Si, tradicionalmente, el Sónar de día, en aquel acotado CCCB, era un remanso de paz, una coqueta zona de pícnic comparada con el monstruo nocturno de Fira Gran Via, el formato actual ya es otra cosa: un gigante que sigue creciendo y absorbiendo naves feriales que se convierten en catedrales de sonido y acogen riadas de público. Pero, como siempre, el festival es capaz de conjugar esa vocación de masas con el refinamiento y la exploración.
Richie Hawtin, Plastikman, coronó ayer la jornada inauguralde este festival que celebra su 21ª edición sin conocer sus límites, ni físicos ni conceptuales. El artista británico-canadiense, un clásico del Sónar, culminó el programa del Village con un espectáculo, 'Objekt', estrenado en el Guggenheim de Nueva York, que marcó distancias con los cánones ordinarios del concierto. Él, a oscuras en escena, y en el centro de la pista, rodeado de público, un enorme obelisco rectangular en cuyo interior se reproducían formas, contornos, líneas de luz cambiantes, en sofisticadas superficies de leds manejadas por el propio Plastikman. Un montaje hipnótico que trasciende la noción de actuación musical y vulnera la relación del artista con el público.

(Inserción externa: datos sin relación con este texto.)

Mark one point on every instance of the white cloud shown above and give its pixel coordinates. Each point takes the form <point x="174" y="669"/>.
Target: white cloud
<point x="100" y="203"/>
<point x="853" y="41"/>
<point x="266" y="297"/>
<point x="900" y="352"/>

El 'show' de Plastikman puso un acento 'arty' innovador, en una línea de reconsiderar el papel del músico sobre el escenario. Quebró el rol del artista como 'showman' y le relegó a cómplice de un icono que atraía las miradas. Otras propuestas de ayer en el Sonar Village, algo así como el pulmón verde (sintético) del festival, su plaza pública, fueron más contenidos en su puesta escénica. Ahí vimos, unas horas antes, al estadounidense Travis Stewart Machinedrum, pilotando un 'set' de música electrónica que bebía de tramas de r&b con músculo orgánico, guitarra y batería (esta, a cargo de Lane Barrington), y fundiendo ambientaciones oníricas con asaltos musculosos. El menú de su elogiado disco 'Vapor city', en una concepción escénica integral que incluyó proyecciones del artista visual Weirdcore.

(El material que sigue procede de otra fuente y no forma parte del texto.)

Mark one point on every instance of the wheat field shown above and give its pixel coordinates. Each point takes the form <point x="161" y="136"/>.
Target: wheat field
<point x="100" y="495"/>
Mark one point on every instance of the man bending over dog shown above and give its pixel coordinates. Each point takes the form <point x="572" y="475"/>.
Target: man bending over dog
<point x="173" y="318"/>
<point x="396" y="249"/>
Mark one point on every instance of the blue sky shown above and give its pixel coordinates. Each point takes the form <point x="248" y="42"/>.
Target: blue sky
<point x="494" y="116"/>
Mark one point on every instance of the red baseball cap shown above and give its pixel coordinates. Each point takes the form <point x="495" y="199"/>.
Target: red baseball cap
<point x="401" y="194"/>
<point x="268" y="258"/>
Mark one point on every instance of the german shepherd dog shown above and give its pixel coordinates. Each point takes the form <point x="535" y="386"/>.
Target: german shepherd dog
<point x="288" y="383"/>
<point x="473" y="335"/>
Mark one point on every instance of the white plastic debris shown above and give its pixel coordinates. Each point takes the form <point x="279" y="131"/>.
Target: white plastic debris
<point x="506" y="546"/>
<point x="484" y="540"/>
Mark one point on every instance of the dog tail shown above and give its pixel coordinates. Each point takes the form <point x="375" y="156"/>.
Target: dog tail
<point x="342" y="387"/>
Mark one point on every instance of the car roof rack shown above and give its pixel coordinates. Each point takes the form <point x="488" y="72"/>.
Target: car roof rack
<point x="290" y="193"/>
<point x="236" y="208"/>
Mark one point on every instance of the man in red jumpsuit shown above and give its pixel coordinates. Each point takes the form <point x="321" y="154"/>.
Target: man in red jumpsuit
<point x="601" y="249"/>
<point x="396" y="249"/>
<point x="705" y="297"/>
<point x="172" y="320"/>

En materia de escenarios, otro impacto para el asistente se producía al acceder al reubicado Sónar Dome, una nave con aspecto de hangar aeronáutico cubierto con larguísimos cortinajes y convertido en templo para el culto de artistas como Chris & Cosey, es decir,Chris Carter y Cosey Fanni Tutti. Pareja de calado de la música industrial de los años 70 y 80, pioneros de bastantes cosas, musicales y audiovisuales, y aún en forma con una propuesta que fundió los ritmos bailables secos con la voz susurrada y de ultratumba, muy procesada, de Cosey. Nobleza filogótica asentada en andamios electrónicos.
Discoteca en la oscuridad
También alteró el diálogo con el público el equipo integrado porJames Murphy (LCD Soundsystem) y 2manydjs en'Despacio', su propuesta mezcla de instalación y 'set' de discjockeys. Triunfaron. Colas de 20 minutos para acceder a su escenario estable, en el que están instalados durante seis horas cada día a lo largo de las tres jornadas de festival. Situados en un discreto flanco, manejando maquinaria, el centro de atención se situó en la pista, con un millar de personas bailando en la semioscuridad, observados con mirada severa por siete intimidantes torres de altavoces McIntosh.

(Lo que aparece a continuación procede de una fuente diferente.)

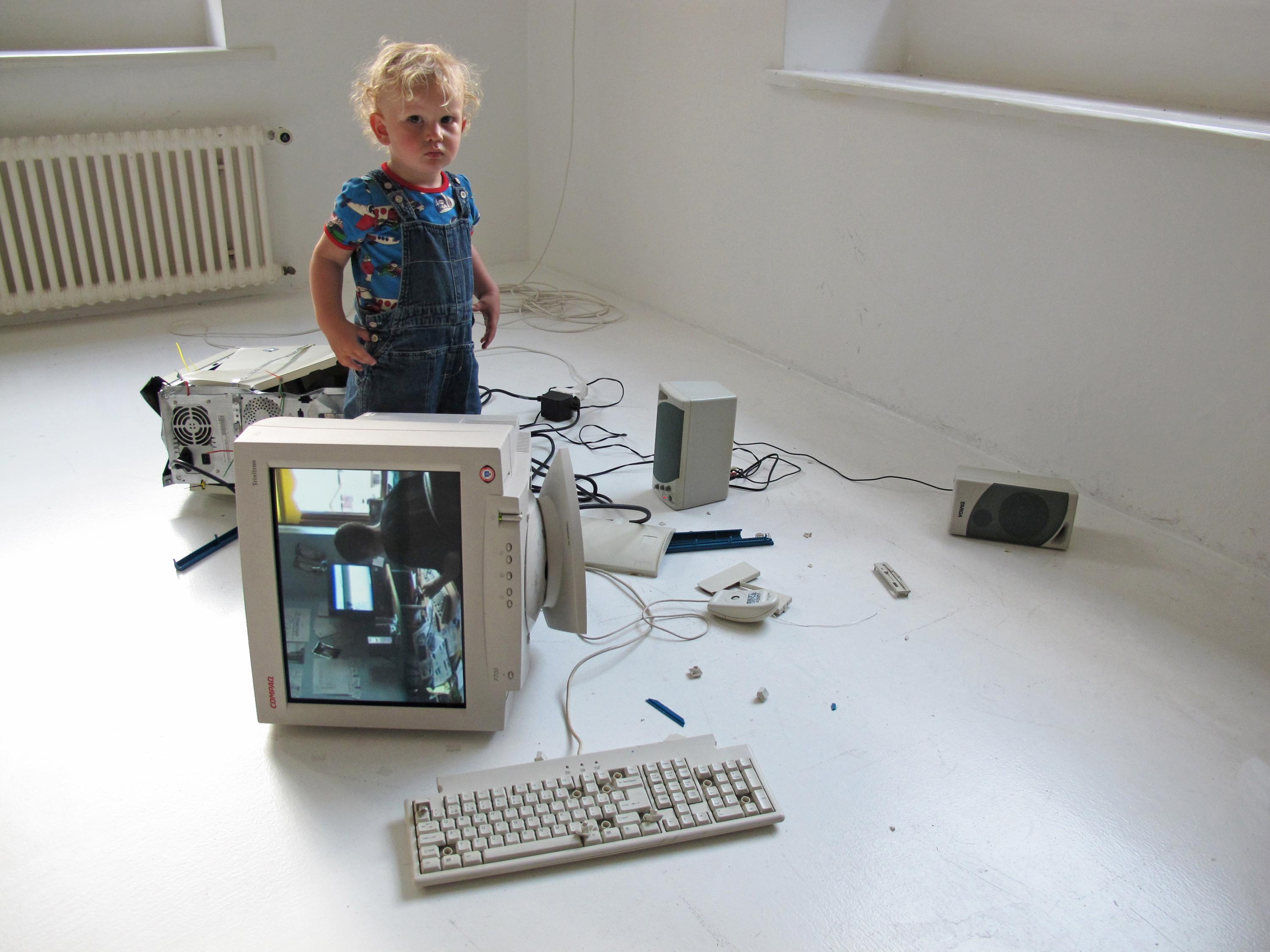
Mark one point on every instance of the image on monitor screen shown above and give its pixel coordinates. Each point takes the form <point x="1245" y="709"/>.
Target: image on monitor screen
<point x="370" y="586"/>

En contraste con su minimalismo escénico tuvimos actuaciones como la del noruego Trentemoller , con una propuesta mitad electrónica mitad orgánica, con su batería, sus guitarras y su bajo, y canciones generosas en minutaje que en sus arrebatos más épicos coquetearon con un sinfonismo rockero. Una expresión física para la primera jornada de este Sónar que sigue mutando.